Yup. Unfortunately throwing money at this isn't the solution either; a fundamental rethink of how we train researchers and finance public R & D is needed. I guess they could always work as adjuncts, 'cuz that's such a satisfying career. (ht: Natalie West)

Our Environment

Emily Nicholson and Ben Collen have a piece in Science on measuring progress on Biodiversity conservation. I like their point that metrics need to be projected forwards under different policies if they are going to be useful. They also use the excellent approach of virtual ecology (see excellent introduction here) to test how well a biodiversity metric can track reality.

Regular visitors might have noticed that I don't believe improved knowledge leads to changes in behavior.

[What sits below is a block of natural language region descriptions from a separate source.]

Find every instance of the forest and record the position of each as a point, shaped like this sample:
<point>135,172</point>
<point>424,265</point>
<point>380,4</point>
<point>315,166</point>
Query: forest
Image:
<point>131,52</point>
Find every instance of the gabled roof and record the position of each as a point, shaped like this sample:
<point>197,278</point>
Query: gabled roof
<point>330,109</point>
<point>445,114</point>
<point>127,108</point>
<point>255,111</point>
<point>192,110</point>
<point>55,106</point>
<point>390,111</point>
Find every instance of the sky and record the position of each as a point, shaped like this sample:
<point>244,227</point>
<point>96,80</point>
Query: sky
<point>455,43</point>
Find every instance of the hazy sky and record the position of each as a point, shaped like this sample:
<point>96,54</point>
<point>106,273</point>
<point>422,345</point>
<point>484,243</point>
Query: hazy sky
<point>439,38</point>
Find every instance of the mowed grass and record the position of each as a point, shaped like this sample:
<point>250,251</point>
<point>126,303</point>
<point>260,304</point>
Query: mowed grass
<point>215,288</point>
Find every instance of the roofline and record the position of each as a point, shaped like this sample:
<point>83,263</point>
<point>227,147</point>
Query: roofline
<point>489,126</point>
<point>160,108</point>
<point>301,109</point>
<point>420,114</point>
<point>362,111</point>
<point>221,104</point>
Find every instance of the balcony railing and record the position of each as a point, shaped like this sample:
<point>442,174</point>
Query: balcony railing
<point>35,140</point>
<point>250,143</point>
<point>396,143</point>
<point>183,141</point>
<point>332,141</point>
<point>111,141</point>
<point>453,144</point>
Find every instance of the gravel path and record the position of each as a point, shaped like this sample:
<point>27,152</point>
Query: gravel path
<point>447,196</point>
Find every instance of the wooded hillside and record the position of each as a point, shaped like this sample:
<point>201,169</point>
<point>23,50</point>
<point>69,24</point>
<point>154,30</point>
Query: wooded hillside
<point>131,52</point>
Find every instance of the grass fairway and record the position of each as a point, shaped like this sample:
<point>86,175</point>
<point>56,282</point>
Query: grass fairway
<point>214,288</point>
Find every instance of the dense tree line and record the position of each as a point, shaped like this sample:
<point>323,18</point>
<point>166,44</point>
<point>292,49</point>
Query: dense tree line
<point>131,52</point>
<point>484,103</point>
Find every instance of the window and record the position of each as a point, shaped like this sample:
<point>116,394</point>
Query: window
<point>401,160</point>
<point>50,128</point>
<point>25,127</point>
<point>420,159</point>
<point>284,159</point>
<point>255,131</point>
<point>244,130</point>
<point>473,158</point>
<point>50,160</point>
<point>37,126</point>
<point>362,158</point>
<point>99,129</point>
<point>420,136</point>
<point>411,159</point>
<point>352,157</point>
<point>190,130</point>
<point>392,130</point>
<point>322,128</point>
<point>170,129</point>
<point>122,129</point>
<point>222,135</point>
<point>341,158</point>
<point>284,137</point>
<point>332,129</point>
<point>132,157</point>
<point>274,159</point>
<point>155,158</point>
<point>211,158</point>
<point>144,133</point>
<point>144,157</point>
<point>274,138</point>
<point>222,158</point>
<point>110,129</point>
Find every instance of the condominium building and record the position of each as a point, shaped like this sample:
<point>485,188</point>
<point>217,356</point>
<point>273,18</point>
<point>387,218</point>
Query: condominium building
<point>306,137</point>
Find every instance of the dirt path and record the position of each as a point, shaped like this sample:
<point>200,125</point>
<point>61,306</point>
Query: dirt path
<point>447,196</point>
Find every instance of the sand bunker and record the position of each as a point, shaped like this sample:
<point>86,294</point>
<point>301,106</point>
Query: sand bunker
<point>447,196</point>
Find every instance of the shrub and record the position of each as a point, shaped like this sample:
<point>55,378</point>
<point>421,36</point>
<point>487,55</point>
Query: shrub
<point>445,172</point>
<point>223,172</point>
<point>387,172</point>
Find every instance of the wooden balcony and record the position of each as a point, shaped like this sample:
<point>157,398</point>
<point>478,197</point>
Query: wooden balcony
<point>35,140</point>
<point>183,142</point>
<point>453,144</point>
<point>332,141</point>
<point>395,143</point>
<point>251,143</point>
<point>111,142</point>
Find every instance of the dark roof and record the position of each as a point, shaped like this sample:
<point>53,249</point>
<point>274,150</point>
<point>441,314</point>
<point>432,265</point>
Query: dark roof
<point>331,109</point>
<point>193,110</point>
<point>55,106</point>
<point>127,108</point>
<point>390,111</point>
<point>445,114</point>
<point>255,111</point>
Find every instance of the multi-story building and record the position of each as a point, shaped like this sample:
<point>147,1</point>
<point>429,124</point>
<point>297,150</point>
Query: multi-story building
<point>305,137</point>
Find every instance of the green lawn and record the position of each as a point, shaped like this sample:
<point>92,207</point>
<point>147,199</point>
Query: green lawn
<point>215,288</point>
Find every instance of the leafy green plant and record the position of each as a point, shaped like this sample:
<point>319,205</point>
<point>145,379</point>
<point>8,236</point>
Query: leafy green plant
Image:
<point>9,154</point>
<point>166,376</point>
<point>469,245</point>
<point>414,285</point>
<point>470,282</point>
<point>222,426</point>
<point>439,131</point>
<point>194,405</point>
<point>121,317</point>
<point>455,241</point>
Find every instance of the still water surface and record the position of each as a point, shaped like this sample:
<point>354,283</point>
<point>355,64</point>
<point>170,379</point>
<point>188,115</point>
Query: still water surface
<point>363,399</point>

This is a nice little piece summarizing some social science that demonstrates just how bad it really is. One of my FB colleagues wondered what it would mean if applied to scientists. Hint: see the link at the top of this post on disappearing data tables. Scientists are human, unfortunately for science, and the incentives to parrot the paradigm are rampant. (ht: Tala Awada)

Not really about environment, but MotherJones is running a series of charts on income inequality. This one caught my eye because of the increasing variance over time in the income of the top 1%. Rising variance is a signal of an impending tipping point between dynamic regimes in complex systems, as Trevor Hefley's paper in theoretical ecology demonstrates for simple population growth models (which is about our environment!).